Dalam ketentuan Pasal 5 huruf n PP Nomor 94/2021 disebutkan ASN dilarang memberikan dukungan kepada calon Presiden/Wakil Presiden, calon Kepala Daerah/Wakil Kepala Daerah, calon anggota DPR, calon anggota DPD, atau calon anggota DPRD dengan cara: 1). Ikut kampanye; 2). Menjadi peserta kampanye dengan menggunakan atribut partai atau atribut PNS; 3). Sebagai peserta kampanye dengan mengerahkan PNS lain; 4). Sebagai peserta kampanye dengan menggunakan fasilitas negara; 5). Membuat keputusan dan/atau tindakan yang menguntungkan atau merugikan salah satu pasangan calon sebelum, selama, dan sesudah masa kampanye; 6). Mengadakan kegiatan yang mengarah kepada keberpihakan terhadap pasangan calon yang menjadi peserta pemilu sebelum, selama, dan sesudah masa kampanye meliputi pertemuan, ajakan, himbauan, seruan, atau pemberian barang kepada PNS dalam lingkungan unit kerjanya, anggota keluarga, dan masyarakat; dan/atau 7). Memberikan surat dukungan disertai fotokopi Kartu Tanda Penduduk atau Surat Keterangan Tanda Penduduk.

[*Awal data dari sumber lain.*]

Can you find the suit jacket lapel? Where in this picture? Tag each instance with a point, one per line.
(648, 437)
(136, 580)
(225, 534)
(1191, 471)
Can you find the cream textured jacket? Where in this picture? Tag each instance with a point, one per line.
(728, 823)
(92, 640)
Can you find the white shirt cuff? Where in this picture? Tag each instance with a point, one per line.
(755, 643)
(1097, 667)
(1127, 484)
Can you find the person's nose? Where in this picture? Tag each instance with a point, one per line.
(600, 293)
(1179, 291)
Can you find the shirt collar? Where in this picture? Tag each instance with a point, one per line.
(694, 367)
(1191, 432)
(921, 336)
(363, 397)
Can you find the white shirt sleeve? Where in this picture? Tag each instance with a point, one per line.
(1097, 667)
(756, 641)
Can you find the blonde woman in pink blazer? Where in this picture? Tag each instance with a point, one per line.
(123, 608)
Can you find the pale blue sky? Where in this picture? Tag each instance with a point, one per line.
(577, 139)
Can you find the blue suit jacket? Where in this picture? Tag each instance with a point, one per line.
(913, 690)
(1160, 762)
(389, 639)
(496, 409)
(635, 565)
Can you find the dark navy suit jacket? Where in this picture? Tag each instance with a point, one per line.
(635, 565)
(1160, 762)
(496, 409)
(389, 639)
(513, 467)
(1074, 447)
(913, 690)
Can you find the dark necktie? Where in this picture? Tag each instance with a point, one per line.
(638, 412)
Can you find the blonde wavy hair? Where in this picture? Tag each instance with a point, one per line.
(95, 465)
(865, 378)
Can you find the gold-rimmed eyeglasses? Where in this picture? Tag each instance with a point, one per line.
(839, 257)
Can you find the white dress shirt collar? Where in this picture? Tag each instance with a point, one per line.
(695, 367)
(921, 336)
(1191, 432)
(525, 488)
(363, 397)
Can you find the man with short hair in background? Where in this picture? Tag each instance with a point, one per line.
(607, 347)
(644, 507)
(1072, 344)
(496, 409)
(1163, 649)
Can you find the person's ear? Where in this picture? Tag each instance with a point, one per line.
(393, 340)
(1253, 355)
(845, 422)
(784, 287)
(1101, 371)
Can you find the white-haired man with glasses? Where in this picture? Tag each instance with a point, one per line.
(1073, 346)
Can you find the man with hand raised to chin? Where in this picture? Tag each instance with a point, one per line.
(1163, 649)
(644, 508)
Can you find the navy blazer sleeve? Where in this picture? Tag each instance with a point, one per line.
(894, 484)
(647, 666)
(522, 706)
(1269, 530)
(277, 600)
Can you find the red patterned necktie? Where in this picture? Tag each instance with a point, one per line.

Terhadap pelanggaran netralitas ASN tersebut diatas, dapat dikenakan hukuman disiplin berat sebagaimana ketentuan pasal 8 ayat 4 PP Nomor 94 tahun 2021 berupa a). Penurunan jabatan setingkat lebih rendah selama 12 (dua belas) bulan; b). pembebasan dari jabatannya menjadi jabatan pelaksana selama 12 (dua belas) bulan; dan c. pemberhentian dengan hormat tidak atas permintaan sendiri sebagai PNS.

Sebagai langkah pencegahan yang dilakukan pemerintah menjelang pemilu dan pemilihan serentak yang akan berlangsung tahun 2024, Pemerintah menerbitkan Surat Keputusan Bersama Menteri Pemberdayaan Aparatur Sipil Negara dan Reformasi Birokrasi, Menteri Dalam Negeri, Kepala Badan Kepegawaiann Negara dan Ketua Badan Pengawas Pemilihan Umum Nomor: 2 Tahun 2022, Nomor: 800-5474 Tahun 2022, Nomor: 246 Tahun 2022, Nomor: 30 Tahun 2022, Nomor: 1447.1/PM.01/K.1/99/2022 tentang pedoman pembinaan dan pengawasan netralitas pegawai Aparatur sipil Negara (ASN) dalam penyelenggaraan pemilihan umum.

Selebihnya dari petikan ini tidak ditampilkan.